If you have a somewhat weaker record, there are lots of good graduate programs
out there, but you need to shop more carefully for schools that have well-known
advisors or have recently been investing a lot in graduate students. Some
middle-ranked schools (like recently Pennsylvania State) aggressively recruit
prospective students and have placed graduating PhD students in top 5 schools by
investing heavily in the students. You need to do a lot of homework, and
talk to lots of faculty about good places to apply. Information about good
places to go is likely to be dispersed.
Don't overlook the small but prestigious PhD programs at business schools:
Stanford GSB has a placement record that rivals the top economics departments,
and Harvard and Northwestern also have programs worth looking into. These
programs typically offer more individual attention and have more generous
The applicant pool seems to be getting more sophisticated and well prepared all
the time, so if you have something like a more "typical" undergraduate
background (undergraduate major, a couple of math classes, a thesis, mostly As),
you need to cast a fairly wide net. If you have more than a couple of B's
you need to cast wider still.
Visits and Contacts at Graduate Schools
- With rare exceptions, you SHOULD NOT initiate contact with faculty members
at schools you are applying to before the admissions decisions. You will
seem like a pest and like someone who doesn't understand the system.

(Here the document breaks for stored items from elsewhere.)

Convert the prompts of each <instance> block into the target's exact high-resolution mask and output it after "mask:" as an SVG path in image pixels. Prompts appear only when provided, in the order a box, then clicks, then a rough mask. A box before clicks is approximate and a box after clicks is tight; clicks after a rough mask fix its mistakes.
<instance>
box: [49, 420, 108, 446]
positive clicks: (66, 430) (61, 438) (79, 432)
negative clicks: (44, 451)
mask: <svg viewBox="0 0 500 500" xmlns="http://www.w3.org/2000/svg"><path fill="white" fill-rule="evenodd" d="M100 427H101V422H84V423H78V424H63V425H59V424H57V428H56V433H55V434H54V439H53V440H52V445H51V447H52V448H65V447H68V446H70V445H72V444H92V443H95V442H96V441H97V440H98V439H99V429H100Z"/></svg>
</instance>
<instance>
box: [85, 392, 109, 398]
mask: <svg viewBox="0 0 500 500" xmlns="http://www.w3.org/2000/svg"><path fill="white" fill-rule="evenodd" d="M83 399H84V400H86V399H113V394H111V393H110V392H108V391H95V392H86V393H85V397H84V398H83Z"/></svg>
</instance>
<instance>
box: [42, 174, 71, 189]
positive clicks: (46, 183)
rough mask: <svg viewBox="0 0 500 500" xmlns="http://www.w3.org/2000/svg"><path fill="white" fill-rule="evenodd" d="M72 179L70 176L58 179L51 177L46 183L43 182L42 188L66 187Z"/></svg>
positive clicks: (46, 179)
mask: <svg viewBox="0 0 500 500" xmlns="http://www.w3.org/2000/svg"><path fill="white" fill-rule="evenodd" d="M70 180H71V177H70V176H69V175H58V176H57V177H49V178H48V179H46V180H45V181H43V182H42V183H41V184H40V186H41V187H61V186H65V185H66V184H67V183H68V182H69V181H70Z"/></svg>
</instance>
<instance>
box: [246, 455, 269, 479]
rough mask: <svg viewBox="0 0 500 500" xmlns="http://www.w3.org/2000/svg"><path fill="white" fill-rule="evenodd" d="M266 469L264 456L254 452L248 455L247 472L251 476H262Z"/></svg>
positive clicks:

After you are admitted there will be plenty of opportunities to meet faculty.
If you feel like you have an exceptional case for contacting a faculty member
at another school, seek the advice of your advisor first.
- After admission you should visit your top choices if at all possible.
You will learn an enormous amount then, swamping what you have managed to
figure out before then.
- Talk to the students to learn how often they meet with their advisors, who
is really accessible, and how the morale is among students. Some faculty
do a lot of aggressive recruiting but don't spend a lot of time with their
students later. The current students can tell you how advising really
- Anyone who tells you that one department is best for every student is not
being very thoughtful. You need to determine whether a department feels
right to you, and whether you feel like there are a set of potential advisors
for you. Your advisor will have enormous power over your life. You
need to be comfortable. Different departments have different strengths,
cultures, and styles. Some fields within departments have very strong
subcultures and impressive placement records. Learn about those.
- Find out about the placement records of the programs. Don't just find out
about the top 5 students--find out about how number 10 or 15 in a class did,
and whether they were happy.
Even if you are quite certain you will be a star, it's possible you
won't be the very best, and even if you are, it will be a lot more fun if your
classmates aren't unemployed, despondent and neglected.
- Don't get too caught up in overall stereotypes. Faculty and students all
get very enthusiastic about grad student recruiting and tend to over-emphasize
differences among programs. There are many more similarities than
differences across top programs, and every department has fields with very
different advising styles. In the end you need to find two or three
advisors and a couple of good student buddies. A department with more
outstanding faculty and students makes it more likely you will find your
matches, but the subculture of your friends and advisors is far more salient
to your life than the overall department.